Perdre le fil des jours
Je regarde un groupe de marins, membres de l’unité qui garde l’enceinte du tribunal. La plupart ne devaient avoir que quatre ou cinq ans quand les quatre avions détournés se sont écrasés sur les tours jumelles, le Pentagone et dans un champ de Pennsylvanie. Trois d’entre eux bavardent nonchalamment sous la toile qui les protège de l’implacable soleil tropical. Ils ne semblent guère s’intéresser aux événements historiques qui se déroulent à quelques mètres de là, dans le bâtiment qu’ils sont chargés de surveiller. En fait ils ont l’air de s’ennuyer ferme.
« On perd le fil des jours ici », dit l’un. « On oublie la date. On sait juste si on travaille ou si on est de repos ».
Etrange endroit que Guantanamo Bay. La base est située en territoire cubain mais coupée du reste de l’île par des barbelés tranchants, des champs de mines et d’immenses alignements de cactus. Ses quelque 5.000 habitants sont en majorité des militaires américains et leurs familles, mais on y trouve aussi de nombreux travailleurs philippins ou jamaïcains. Avant d’être autorisé à passer une semaine ici, j’ai dû signer un document de treize pages détaillant ce que j’ai le droit de faire ou non. Je ne suis pas autorisé à prendre des photos, sauf dans les endroits déterminés à l’avance et avec la permission des militaires qui m’escortent.

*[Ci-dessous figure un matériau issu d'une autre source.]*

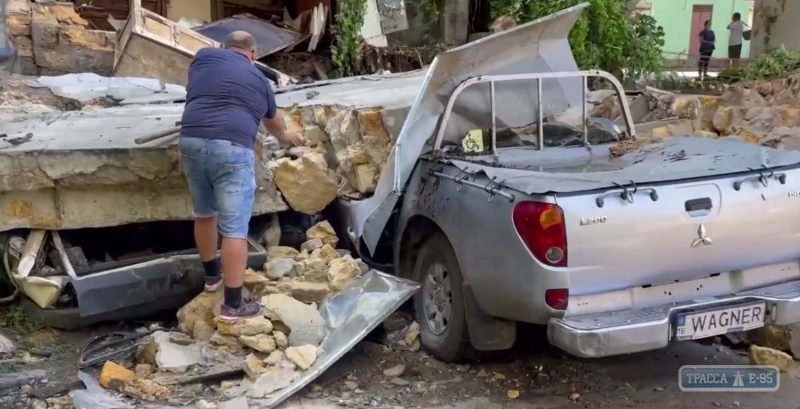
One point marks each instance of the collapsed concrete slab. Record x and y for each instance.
(68, 157)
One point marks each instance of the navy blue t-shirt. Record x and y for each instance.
(226, 98)
(707, 35)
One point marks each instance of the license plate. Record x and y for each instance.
(706, 324)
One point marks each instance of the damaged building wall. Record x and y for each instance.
(68, 160)
(52, 39)
(774, 26)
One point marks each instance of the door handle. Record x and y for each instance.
(698, 204)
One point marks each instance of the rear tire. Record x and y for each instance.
(439, 305)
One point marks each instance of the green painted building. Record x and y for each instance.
(683, 19)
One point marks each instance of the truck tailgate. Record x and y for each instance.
(692, 230)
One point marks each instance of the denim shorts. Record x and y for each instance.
(222, 182)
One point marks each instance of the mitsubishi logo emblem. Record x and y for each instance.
(701, 237)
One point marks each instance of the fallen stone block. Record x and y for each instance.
(166, 355)
(261, 342)
(307, 183)
(324, 232)
(248, 327)
(342, 272)
(302, 356)
(114, 372)
(768, 356)
(305, 322)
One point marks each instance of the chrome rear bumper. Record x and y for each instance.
(625, 332)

Toutes les images que j’ai prises pendant mon séjour ont été minutieusement examinées par la censure militaire, y compris celle de Larry, l’iguane qui vaque à sa guise dans la base.
Au bout d’une semaine de procédure, les parents des victimes qui sont venus assister aux audiences à Guantanamo donnent une conférence de presse. Leur douleur est encore très vive, palpable. Ils semblent mécontents, épuisés et frustrés. Certains pleurent, d’autres se disputent bruyamment au sujet de la politique des Etats-Unis après le 11 septembre. Tous veulent que justice soit rendue, mais aucun ne veut d’une justice bâclée.
« Je voulais juste voir quelle tête ont ces salauds », explique l’un d’eux, Alfred Bucca, dont le frère Ronald était pompier et a péri quand la seconde tour s’est effondrée.
Une nouvelle audience préliminaire a été fixée pour le mois prochain.